Corrine and Michael Robson found the cub last Wednesday night, but the B.C. Conservation Officer Service (COS) refused to transport it to a local wildlife rescue group that had offered to take it in.
Despite a warning from the COS, the couple contacted non-profit the Fur Bearers, and Michael travelled with them to transport the cub to the Critter Care Wildlife Society.
When he got back, a CO was waiting for him, and told him he could face charges for interfering with wildlife.
The COS has since walked that back. Michael says he got a call from the service’s deputy chief Sunday, telling him he was not under investigation.
“He said I would no longer be facing any enforcement action, and he said this story had taken on a life of its own and he was going to have a meeting with the staff and discuss what went wrong and how they could change to make things better next time,” said Michael.
“I didn’t get an apology.

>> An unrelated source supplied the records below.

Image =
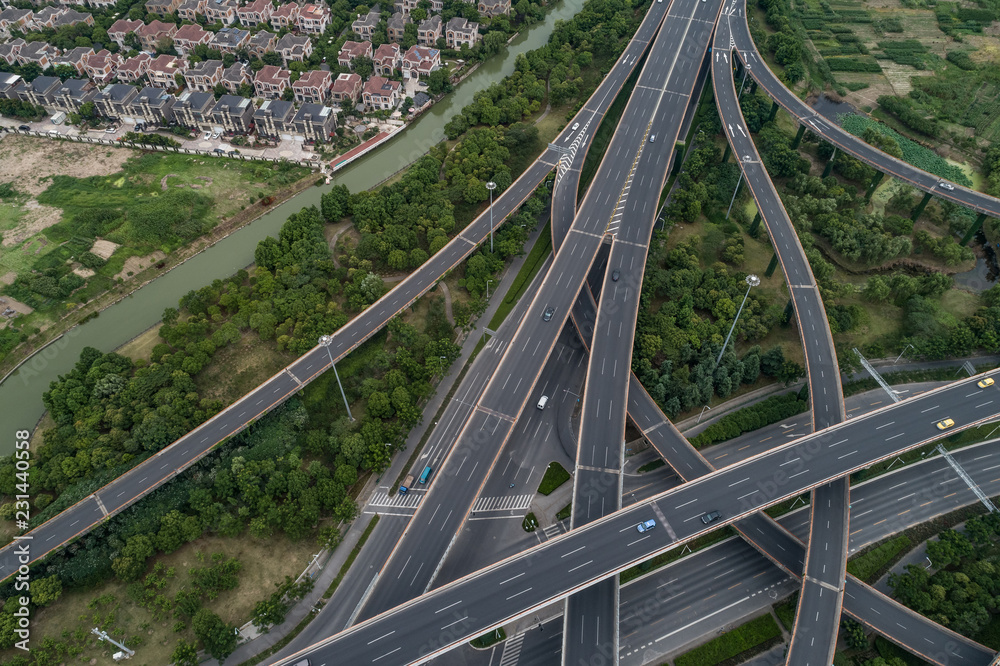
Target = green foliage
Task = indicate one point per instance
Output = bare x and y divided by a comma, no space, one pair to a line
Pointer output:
761,631
773,409
555,476
873,562
913,153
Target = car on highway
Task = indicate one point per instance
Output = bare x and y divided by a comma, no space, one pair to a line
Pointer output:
711,517
944,425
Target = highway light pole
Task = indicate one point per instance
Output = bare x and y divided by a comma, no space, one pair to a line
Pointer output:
325,340
752,281
491,186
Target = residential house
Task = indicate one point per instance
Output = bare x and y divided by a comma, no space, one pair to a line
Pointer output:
9,51
42,54
271,81
235,76
460,31
429,31
351,50
75,58
41,91
221,11
313,86
253,14
262,42
230,40
113,101
314,19
11,85
381,93
204,76
162,7
46,17
420,61
273,118
396,28
194,110
493,7
154,33
233,114
189,10
102,66
162,71
364,26
11,18
285,16
153,106
73,94
189,36
346,88
122,27
293,47
134,68
315,122
73,17
387,59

But I asked him to apologize to my wife, which he did.”
The Ministry of Environment also issued a brief statement on behalf of the COS.
“The Conservation Officer Service acknowledges that clear communications and a thoughtful approach to the people who care about wildlife is critical in achieving positive results.”
Bryce Casavant, the former B.C. conservation officer who made headlines when he was disciplined for refusing to kill a pair of bear cubs, said the COS was “completely wrong” in this case.
“Any law enforcement officer that makes early accusations with no investigation is setting themselves and the service up for failure,” he told Global News.
“In the video that was publicly released you clearly see that the driver of the vehicle is not Michael or his wife,” he added.
“That individual is a qualified professional rehabber, who has years of experience with wildlife and has a longstanding history of volunteer work with Critter Care which is a permitted and authorized facility in British Columbia.”
Fur Bearers spokesperson Michael Howie called the apology a good first step, but said he will wait and see whether the COS implements the necessary policy and training to win back public trust.
Michael also says he’s not convinced the incident will spark change.
“I feel like it’s sort of a lame apology,” he said.